Serbia's pro-EU government, headed by Tadic's Democrats, has been bolstered by parliament's ratification of the EU accord on Tuesday, after weeks of opposition obstruction.

However, the application of the Stabilisation and Association Accord (SAA) was frozen under pressure from the Netherlands and Belgium, who insisted on full Serb co-operation with the ICTY for further rapprochement.

In Brussels on Wednesday, EU foreign policy chief Javier Solana expressed hope for some movement next week on the stalled SAA pact with Serbia.

"I hope very much by the 15th of this month we will be able to unblock the situation of the interim agreement" at a meeting of EU foreign ministers in Brussels, Solana told members of the European Parliament.

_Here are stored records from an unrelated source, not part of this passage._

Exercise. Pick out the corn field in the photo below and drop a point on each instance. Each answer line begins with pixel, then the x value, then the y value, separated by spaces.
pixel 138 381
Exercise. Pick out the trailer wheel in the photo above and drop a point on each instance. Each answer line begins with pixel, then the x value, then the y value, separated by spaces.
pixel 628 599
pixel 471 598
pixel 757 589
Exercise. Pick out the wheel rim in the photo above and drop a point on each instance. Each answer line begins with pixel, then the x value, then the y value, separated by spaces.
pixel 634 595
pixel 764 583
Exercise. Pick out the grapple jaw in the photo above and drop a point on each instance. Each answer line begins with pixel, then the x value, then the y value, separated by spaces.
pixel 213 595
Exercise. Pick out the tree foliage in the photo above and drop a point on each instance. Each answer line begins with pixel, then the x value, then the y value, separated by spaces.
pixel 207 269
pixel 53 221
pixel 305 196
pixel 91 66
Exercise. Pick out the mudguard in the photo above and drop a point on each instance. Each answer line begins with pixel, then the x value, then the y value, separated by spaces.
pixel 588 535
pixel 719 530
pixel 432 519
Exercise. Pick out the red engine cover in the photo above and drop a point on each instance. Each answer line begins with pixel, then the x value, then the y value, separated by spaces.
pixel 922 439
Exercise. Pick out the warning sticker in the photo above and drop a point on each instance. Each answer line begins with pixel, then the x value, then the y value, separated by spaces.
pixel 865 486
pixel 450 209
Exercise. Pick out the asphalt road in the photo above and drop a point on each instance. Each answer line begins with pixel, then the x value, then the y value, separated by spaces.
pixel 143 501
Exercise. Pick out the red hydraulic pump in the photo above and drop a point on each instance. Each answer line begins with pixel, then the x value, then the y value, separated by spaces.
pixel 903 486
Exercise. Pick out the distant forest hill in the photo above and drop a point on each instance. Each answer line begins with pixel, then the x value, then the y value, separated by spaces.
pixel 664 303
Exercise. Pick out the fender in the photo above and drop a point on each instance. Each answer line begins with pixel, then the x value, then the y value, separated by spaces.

The new Belgrade government took over on July 7 from one headed by former nationalist prime minister Vojislav Kostunica, who favoured voluntary surrenders of war crimes fugitives.

Within two weeks, Karadzic was caught while riding a Belgrade bus under the stolen identity of "Dragan Dabic," an alternative medicine guru disguised with long hair and a bushy beard.

In his interview, Vukcevic said it was unlikely that Mladic had taken a new identity like Karadzic.

"I believe the two have completely different psychological profiles," Vukcevic told AFP.

"I cannot claim whether (Mladic) is in Serbia or not, but my estimate, based on all collected information so far, is that he is hiding in Serbia," said Vukcevic.

Officials in Serbia previously stated the military protected Mladic until 2002 and he hid in various Belgrade apartments and received a pension up until 2005.